The Punctured Bag and the Firehose
Dmitry Orlov on the 2023 Financial Crisis, March 21, 2023 at 11:23
Dmitry Orlov
C l u b O r l o v | ideas to blow your mind
March 21, 2023 at 11:23 | Has readers’ comments | For subscribers only | Here
Few people are able to see through the smoke and grasp the sinister machinations of the Federal Reserve, the US Treasury and their affiliate the European Central Bank. It’s possible to endlessly pour over news articles, faithfully read all of the Fed’s reports and maybe even take night classes in macroeconomics and finance, and still not have much of an intuitive grasp of what’s happening. Statistics don’t so much lie as just sit there and let you stare at them blankly without a clue as to what all of it really means.
And yet once in a while a statistic catches my eye that describes the situation quite eloquently.
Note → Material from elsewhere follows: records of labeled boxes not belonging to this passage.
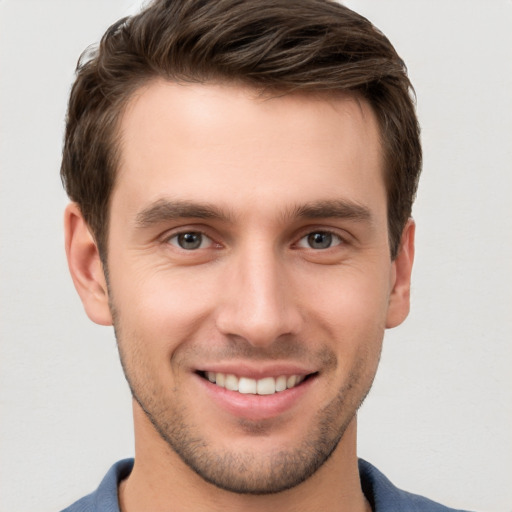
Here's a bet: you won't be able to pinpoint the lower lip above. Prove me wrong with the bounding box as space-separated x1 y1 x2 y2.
196 375 316 421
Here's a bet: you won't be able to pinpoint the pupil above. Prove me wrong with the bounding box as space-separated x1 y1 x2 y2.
308 233 332 249
178 233 201 249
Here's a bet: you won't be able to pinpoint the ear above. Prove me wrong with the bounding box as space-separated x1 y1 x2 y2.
64 203 112 325
386 219 416 329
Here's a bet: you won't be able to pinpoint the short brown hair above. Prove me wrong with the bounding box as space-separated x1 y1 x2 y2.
61 0 421 258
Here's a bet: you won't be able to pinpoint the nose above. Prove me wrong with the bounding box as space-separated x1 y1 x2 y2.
216 241 302 348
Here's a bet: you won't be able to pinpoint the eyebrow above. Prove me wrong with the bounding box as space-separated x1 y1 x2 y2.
290 199 373 222
135 199 372 228
135 199 231 228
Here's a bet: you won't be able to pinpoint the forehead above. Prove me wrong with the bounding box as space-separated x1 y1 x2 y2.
112 81 385 222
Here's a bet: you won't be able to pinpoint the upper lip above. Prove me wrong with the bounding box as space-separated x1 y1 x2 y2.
196 362 318 380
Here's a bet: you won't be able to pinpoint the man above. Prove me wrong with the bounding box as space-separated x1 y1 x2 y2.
62 0 472 512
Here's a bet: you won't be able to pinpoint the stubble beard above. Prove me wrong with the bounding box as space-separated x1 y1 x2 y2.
114 302 378 495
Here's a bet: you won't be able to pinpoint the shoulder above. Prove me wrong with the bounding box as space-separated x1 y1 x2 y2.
359 459 474 512
61 459 133 512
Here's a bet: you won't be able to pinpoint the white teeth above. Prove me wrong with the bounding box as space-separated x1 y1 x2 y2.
225 374 238 391
238 377 256 395
205 372 306 395
286 375 297 388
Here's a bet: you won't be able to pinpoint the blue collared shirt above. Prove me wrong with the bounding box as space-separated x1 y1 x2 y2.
62 459 472 512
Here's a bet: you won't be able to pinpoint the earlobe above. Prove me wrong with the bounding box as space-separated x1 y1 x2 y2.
386 219 416 329
64 203 112 325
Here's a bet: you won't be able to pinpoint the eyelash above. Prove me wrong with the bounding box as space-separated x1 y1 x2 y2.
165 229 346 252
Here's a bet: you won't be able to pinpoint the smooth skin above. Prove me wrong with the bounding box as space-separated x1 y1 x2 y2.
65 80 414 512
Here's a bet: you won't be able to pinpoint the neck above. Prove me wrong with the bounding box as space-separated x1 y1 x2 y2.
119 407 371 512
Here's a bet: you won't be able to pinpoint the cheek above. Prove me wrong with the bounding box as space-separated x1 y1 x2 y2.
112 269 215 355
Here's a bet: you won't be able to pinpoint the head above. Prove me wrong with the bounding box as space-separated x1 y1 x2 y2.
61 0 421 264
62 0 421 494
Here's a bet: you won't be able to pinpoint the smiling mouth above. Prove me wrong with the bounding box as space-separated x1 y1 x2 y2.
198 372 315 395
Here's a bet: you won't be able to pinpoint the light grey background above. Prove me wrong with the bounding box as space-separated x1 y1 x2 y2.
0 0 512 512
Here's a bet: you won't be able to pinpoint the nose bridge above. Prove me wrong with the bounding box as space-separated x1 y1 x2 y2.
218 242 300 346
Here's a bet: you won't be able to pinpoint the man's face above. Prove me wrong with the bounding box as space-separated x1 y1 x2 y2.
104 81 408 493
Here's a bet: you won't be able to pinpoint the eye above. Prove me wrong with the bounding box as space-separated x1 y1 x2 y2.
297 231 343 249
168 231 213 251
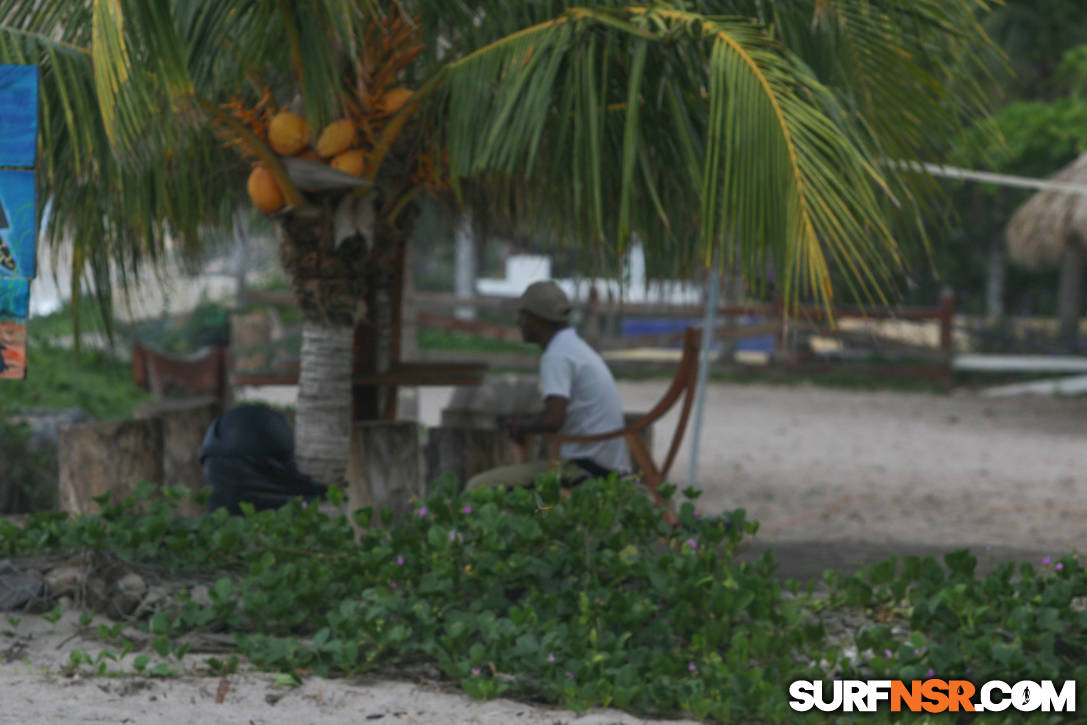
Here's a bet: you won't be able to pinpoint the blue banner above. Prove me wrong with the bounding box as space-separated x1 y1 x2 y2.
0 65 38 168
0 279 30 321
0 171 38 279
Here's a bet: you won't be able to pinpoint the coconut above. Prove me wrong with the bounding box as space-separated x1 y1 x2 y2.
378 88 415 113
268 111 311 157
330 149 366 176
246 166 284 214
313 118 359 159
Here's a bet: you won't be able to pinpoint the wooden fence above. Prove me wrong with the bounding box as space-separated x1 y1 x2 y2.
412 291 954 385
134 292 954 400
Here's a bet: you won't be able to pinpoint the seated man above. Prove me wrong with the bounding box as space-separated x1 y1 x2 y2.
466 280 629 490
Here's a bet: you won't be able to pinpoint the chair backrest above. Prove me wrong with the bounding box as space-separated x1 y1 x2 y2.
630 327 701 478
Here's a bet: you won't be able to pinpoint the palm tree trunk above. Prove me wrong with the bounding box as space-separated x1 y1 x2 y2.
280 205 373 485
282 200 411 482
295 320 354 484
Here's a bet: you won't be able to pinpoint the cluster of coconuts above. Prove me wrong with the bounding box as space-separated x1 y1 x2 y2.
246 88 413 214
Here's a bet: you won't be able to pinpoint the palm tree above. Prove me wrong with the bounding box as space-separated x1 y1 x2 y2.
0 0 988 480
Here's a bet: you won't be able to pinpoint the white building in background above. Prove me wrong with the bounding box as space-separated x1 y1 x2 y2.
476 243 703 304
Here is one: 83% of all the US dollars that now exist in the world have been summoned into existence during just the past 22 months; since May 2021, that is. Four out of every five dollars in existence has been conjured up pretty much yesterday in historical terms.
Did the US, all of the participants in the dollar system, grow 83% richer? No, quite the opposite! The population of the US is rather distressed, with many people either living paycheck to paycheck or failing to make ends meet altogether. Other Western countries are in even sadder shape, with protests and riots erupting here and there and everywhere.
Was there 400% inflation, forcing the monetary authorities to issue new cash just to cover all of their member governments’ various obligations that are, in some way, indexed to inflation? No, in all of the West inflation is still well under 20%, with Poland, at 18.4% getting close.
With so much loose cash sloshing around, are bankers chasing their clients down the street and attempting to stuff their pockets full of money just to get rid of the stuff? No, in fact, there is a severe liquidity problem — so severe that recently the Fed had to inject $300 billion of new liquidity into the banking system in a single week just to stabilize things for the time being.